Mouse Model for Angelman Reveals Touchscreen Learning Deficits

A mouse model for Angelman and Down syndrome has revealed deficits in touchscreen learning, suggesting that assessing this type of outcome may help identify effective therapies.

The study, “Touchscreen learning deficits in Ube3a, Ts65Dn and Mecp2 mouse models of neurodevelopmental disorders with intellectual disabilities,” appeared in the journal Genes, Brain and Behavior.

The defects underlying genetic diseases characterized by intellectual impairments, such as Angelman’s and Down syndrome, often lead to additional loss of motor and sensory skills. This precludes researchers from using standard cognitive tests.

“Touchscreen learning and memory tasks in small operant chambers have the potential to circumvent these confounds,” wrote researchers at the University of California Davis School of Medicine in Sacramento.
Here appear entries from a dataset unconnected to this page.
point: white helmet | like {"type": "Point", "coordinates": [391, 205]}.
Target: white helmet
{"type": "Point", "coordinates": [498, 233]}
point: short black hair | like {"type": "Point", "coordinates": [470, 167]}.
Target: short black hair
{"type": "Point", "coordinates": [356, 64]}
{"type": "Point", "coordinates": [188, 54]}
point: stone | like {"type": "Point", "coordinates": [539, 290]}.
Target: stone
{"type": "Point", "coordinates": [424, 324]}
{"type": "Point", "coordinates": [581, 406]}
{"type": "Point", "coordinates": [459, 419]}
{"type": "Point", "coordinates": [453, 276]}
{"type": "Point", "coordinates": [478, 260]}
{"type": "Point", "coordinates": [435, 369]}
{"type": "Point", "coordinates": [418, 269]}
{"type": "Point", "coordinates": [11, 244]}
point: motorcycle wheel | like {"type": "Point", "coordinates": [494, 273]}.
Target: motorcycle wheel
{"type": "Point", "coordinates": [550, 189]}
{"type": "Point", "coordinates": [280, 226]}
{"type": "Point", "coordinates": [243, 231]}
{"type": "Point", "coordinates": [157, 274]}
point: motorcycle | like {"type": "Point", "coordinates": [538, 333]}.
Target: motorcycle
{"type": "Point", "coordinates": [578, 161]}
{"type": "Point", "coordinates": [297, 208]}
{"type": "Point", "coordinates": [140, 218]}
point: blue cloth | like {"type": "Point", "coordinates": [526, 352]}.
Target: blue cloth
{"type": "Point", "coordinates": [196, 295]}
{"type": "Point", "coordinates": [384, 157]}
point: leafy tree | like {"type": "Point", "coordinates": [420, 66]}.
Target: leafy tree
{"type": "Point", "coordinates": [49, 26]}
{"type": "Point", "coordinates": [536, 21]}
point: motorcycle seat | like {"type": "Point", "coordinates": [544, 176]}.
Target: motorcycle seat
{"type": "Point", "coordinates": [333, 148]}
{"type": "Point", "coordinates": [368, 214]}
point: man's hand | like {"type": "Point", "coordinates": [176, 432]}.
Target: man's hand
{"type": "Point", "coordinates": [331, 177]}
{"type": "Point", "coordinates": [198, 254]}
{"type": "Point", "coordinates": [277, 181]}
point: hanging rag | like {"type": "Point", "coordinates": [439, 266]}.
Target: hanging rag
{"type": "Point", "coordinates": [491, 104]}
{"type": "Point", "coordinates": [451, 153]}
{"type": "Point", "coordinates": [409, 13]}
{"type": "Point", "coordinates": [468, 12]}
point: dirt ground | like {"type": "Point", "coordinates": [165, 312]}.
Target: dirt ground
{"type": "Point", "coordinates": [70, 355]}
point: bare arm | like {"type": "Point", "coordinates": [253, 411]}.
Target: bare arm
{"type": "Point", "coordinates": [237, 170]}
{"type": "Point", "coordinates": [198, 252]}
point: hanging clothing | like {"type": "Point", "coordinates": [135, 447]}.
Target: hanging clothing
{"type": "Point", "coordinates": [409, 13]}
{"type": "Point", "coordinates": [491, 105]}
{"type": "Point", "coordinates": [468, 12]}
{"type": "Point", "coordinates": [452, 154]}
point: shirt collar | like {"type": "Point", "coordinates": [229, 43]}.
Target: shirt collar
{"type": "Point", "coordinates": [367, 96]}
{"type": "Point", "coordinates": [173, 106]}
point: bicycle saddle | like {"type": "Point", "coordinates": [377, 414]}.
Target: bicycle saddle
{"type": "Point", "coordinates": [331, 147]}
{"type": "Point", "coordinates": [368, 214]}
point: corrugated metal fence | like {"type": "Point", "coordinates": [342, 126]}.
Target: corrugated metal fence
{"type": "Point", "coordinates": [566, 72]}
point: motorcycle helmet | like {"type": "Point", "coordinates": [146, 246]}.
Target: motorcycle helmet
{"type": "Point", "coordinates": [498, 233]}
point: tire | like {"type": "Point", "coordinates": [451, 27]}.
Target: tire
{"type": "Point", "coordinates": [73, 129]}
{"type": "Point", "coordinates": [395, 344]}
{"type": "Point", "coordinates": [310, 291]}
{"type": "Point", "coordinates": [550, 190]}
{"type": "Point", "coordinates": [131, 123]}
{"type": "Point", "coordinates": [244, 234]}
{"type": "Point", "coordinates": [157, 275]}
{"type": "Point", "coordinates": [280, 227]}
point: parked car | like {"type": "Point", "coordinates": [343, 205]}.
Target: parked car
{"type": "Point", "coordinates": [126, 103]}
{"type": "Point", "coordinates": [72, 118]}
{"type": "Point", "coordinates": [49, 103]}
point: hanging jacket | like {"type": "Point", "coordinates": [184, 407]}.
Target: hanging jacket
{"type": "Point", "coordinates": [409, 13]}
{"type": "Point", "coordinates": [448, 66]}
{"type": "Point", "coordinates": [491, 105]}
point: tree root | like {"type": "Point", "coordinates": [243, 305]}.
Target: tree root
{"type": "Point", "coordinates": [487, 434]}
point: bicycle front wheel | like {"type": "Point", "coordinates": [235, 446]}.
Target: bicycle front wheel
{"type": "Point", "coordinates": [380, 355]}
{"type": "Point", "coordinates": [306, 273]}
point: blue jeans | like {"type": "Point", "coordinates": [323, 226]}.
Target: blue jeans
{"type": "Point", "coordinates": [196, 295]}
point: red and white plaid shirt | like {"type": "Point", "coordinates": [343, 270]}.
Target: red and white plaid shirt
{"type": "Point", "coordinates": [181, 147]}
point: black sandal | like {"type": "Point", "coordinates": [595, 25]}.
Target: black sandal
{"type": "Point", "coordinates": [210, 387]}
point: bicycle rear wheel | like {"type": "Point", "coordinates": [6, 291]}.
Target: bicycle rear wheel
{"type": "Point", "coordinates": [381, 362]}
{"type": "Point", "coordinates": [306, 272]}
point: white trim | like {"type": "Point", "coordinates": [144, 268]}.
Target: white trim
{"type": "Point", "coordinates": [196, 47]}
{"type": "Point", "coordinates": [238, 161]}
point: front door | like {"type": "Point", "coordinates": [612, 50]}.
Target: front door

Researchers used touchscreen visual discrimination learning to evaluate the performance of a mouse model of Angelman and two other animal models for Down and Rett syndromes. They also tested mice for learning and memory skills (with the Morris water maze), motor coordination and balance (with the rotarod test) and locomotion (with the open field test).

The results revealed that Angelman and Down syndrome mouse models had cognitive deficits on a two-choice visual discrimination assay — a task that involves knowing the difference between two shapes displayed simultaneously on a screen where one is correct and is associated with a reward, and the other is incorrect and is punished with a timeout.

Researchers observed that mice models of Angelman and Down syndrome learned touchscreen visual discrimination at a significantly slower rate. Both showed deficits in performing in the water maze, reinforcing “evidence in the literature that spatial learning is impaired in genetic mouse models of Angelman and Down syndrome,” they wrote.

These animals also had difficulties in motor coordination and balance, confirming previous reports. Yet researchers saw no differences in locomotion between mutated mice and their healthy controls.

Since the performance on the touchscreen test requires minimal locomotion, coordination and balance, the deficits seen in these parameters in both Angelman and Down syndrome mice are not the cause for the cognitive deficits detected on visual discrimination learning.

“Robust acquisition deficits in touchscreen assays offer new preclinical outcome measures for discovering effective therapeutics for neurodevelopmental disorders with intellectual disabilities such as Angelman and Down syndromes,” authors concluded.